# MY windows just got tinted!!



## altima04 (Feb 28, 2004)

hey ppl i just got my windows tinted yesterday 20% all around and now j-lo (my cars nickname) is hotter than ever! check it out!


----------



## dkocur (Feb 17, 2004)

Nice! :thumbup:


----------



## Bach42T (Nov 7, 2002)

She's lookin' crean! :thumbup:


----------



## Nuskool (Jan 5, 2004)

Looks real good is that a TYPE ARRRRR in the back of the second pic......The last pic makes the tint look really dark.


----------



## Ruben (Oct 15, 2002)

J-Lo has a phat ass.... looks clean.

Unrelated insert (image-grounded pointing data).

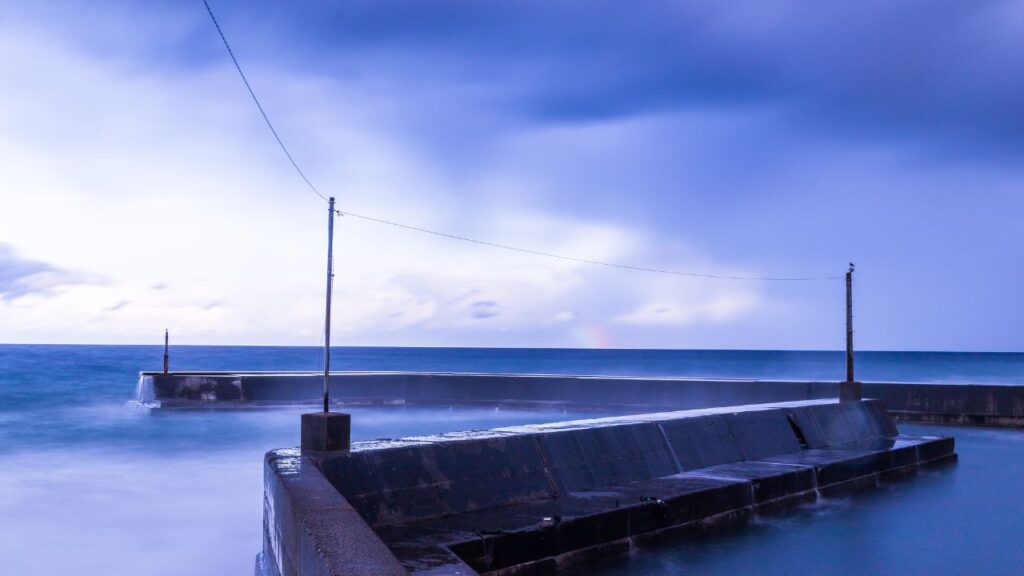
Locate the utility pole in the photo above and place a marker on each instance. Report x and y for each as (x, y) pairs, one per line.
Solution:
(330, 288)
(327, 432)
(849, 391)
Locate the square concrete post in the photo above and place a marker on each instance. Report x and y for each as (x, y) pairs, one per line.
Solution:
(325, 432)
(849, 392)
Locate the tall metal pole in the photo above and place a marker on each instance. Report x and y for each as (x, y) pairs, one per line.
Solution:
(849, 324)
(330, 288)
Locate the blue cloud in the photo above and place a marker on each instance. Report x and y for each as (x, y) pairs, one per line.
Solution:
(483, 309)
(22, 277)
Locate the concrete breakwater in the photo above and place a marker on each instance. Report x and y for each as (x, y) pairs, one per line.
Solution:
(970, 404)
(536, 499)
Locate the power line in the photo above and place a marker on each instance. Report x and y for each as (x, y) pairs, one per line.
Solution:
(472, 240)
(584, 260)
(259, 106)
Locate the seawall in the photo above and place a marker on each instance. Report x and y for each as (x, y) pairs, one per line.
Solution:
(537, 499)
(966, 404)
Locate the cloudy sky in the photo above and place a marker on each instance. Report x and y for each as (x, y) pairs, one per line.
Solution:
(140, 190)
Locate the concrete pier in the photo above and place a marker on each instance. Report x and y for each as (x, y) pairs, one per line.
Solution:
(965, 404)
(536, 499)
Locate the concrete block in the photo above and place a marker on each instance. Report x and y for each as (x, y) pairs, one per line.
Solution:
(700, 442)
(850, 392)
(326, 432)
(762, 433)
(589, 458)
(768, 482)
(311, 530)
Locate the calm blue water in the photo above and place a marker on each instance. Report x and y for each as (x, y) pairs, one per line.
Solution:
(90, 484)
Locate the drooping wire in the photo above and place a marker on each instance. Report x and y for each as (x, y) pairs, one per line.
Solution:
(302, 174)
(259, 106)
(584, 260)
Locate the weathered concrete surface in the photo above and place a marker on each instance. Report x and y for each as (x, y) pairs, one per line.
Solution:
(310, 530)
(327, 430)
(536, 498)
(988, 405)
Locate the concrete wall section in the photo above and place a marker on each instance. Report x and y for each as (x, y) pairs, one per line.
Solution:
(418, 479)
(946, 403)
(310, 530)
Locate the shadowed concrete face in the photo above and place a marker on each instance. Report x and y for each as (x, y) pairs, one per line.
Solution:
(531, 499)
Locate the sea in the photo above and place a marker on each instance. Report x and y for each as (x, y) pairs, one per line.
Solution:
(93, 483)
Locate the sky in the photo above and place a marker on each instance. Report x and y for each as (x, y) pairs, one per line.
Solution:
(139, 189)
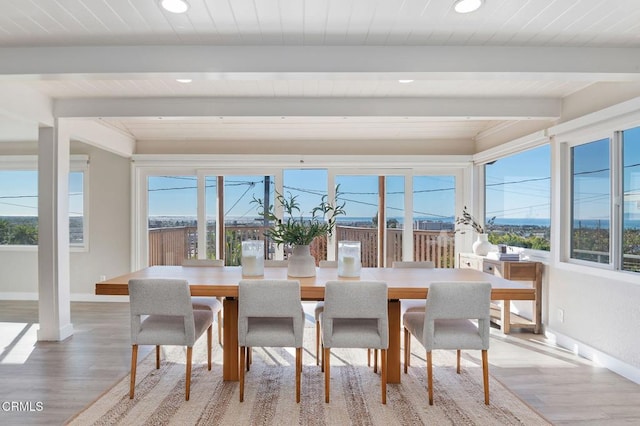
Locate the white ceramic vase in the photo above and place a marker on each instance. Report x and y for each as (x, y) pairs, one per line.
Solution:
(482, 246)
(301, 263)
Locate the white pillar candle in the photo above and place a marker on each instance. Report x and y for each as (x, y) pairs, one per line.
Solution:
(251, 266)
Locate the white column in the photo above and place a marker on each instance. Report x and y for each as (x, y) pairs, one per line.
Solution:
(53, 235)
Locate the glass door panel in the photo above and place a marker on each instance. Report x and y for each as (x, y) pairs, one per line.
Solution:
(433, 219)
(360, 194)
(242, 220)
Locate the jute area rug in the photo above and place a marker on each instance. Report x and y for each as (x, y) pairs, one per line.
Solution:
(270, 393)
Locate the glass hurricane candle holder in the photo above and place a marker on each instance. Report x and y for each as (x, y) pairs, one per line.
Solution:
(252, 260)
(349, 264)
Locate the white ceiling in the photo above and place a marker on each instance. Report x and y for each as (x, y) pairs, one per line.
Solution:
(315, 69)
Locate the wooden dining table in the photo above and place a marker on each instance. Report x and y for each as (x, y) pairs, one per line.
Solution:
(404, 283)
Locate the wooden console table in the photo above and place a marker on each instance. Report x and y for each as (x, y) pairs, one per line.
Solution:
(515, 271)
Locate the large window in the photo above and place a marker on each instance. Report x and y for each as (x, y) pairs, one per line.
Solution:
(19, 203)
(309, 186)
(418, 212)
(631, 200)
(242, 220)
(590, 207)
(360, 195)
(172, 219)
(434, 205)
(518, 199)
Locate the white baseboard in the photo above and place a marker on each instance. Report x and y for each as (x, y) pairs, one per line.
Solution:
(600, 358)
(18, 296)
(75, 297)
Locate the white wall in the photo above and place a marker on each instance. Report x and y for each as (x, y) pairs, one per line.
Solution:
(109, 234)
(601, 317)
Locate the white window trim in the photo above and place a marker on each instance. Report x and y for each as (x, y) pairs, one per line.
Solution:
(602, 124)
(517, 146)
(216, 165)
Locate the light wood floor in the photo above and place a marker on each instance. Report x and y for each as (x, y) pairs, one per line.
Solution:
(66, 376)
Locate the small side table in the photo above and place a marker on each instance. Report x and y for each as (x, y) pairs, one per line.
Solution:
(511, 270)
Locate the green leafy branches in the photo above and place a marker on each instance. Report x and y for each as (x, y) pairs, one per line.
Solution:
(468, 220)
(294, 228)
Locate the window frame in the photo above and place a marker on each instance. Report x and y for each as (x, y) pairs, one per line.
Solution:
(608, 123)
(144, 165)
(77, 163)
(514, 147)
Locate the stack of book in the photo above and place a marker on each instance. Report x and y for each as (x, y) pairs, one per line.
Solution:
(503, 256)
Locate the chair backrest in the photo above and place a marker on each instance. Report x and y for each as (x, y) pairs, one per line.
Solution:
(271, 263)
(458, 300)
(269, 299)
(356, 300)
(158, 296)
(203, 262)
(418, 264)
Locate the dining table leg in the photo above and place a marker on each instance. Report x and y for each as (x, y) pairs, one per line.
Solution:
(230, 341)
(393, 354)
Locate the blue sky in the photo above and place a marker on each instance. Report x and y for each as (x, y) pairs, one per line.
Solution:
(518, 186)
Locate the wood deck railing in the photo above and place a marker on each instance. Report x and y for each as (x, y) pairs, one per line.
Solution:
(170, 246)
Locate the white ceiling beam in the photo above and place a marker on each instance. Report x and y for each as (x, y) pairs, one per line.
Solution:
(25, 105)
(436, 108)
(100, 135)
(319, 62)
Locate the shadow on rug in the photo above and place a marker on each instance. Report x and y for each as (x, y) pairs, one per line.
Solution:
(270, 393)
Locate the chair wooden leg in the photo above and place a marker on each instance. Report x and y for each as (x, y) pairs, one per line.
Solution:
(188, 374)
(407, 343)
(430, 377)
(317, 342)
(134, 363)
(241, 372)
(485, 375)
(298, 372)
(406, 350)
(220, 328)
(209, 342)
(327, 374)
(383, 374)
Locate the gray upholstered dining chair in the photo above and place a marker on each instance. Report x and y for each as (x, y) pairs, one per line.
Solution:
(212, 303)
(355, 315)
(457, 317)
(320, 307)
(161, 314)
(270, 314)
(412, 305)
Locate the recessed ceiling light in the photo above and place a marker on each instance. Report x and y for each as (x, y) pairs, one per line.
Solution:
(175, 6)
(466, 6)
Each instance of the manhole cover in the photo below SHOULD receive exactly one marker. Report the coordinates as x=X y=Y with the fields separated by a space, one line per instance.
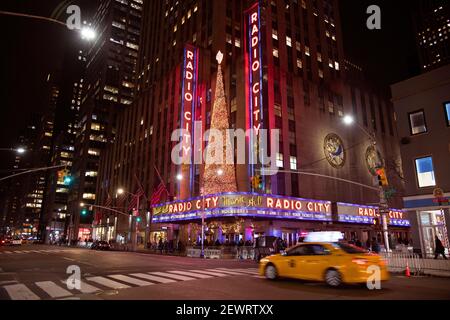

Gotta love black.


----------



## ALTYHOLIC (Oct 19, 2002)

Looks good. 20% + Black exterior is a good combo!


----------



## altima04 (Feb 28, 2004)

Nuskool said:


> Looks real good is that a TYPE ARRRRR in the back of the second pic......The last pic makes the tint look really dark.


yea it is it has a jap/ conversion body kit its hot! well thanx everyone for the comments preciate it yup my baby is hotter than ever now! now just to save up over the summer to get my headers and my catback then it will be the ultimate machine!!


----------



## blitzboi (Apr 13, 2004)

altima04 said:


> now just to save up over the summer to get my headers and my catback then it will be the ultimate machine!!


What about some nice rims to go with those?


----------



## altima04 (Feb 28, 2004)

blitzboi said:


> What about some nice rims to go with those?


rims is for lata first ima make her into a sleeper then later on when i got the money ill put the bodykit and the rims and all that


----------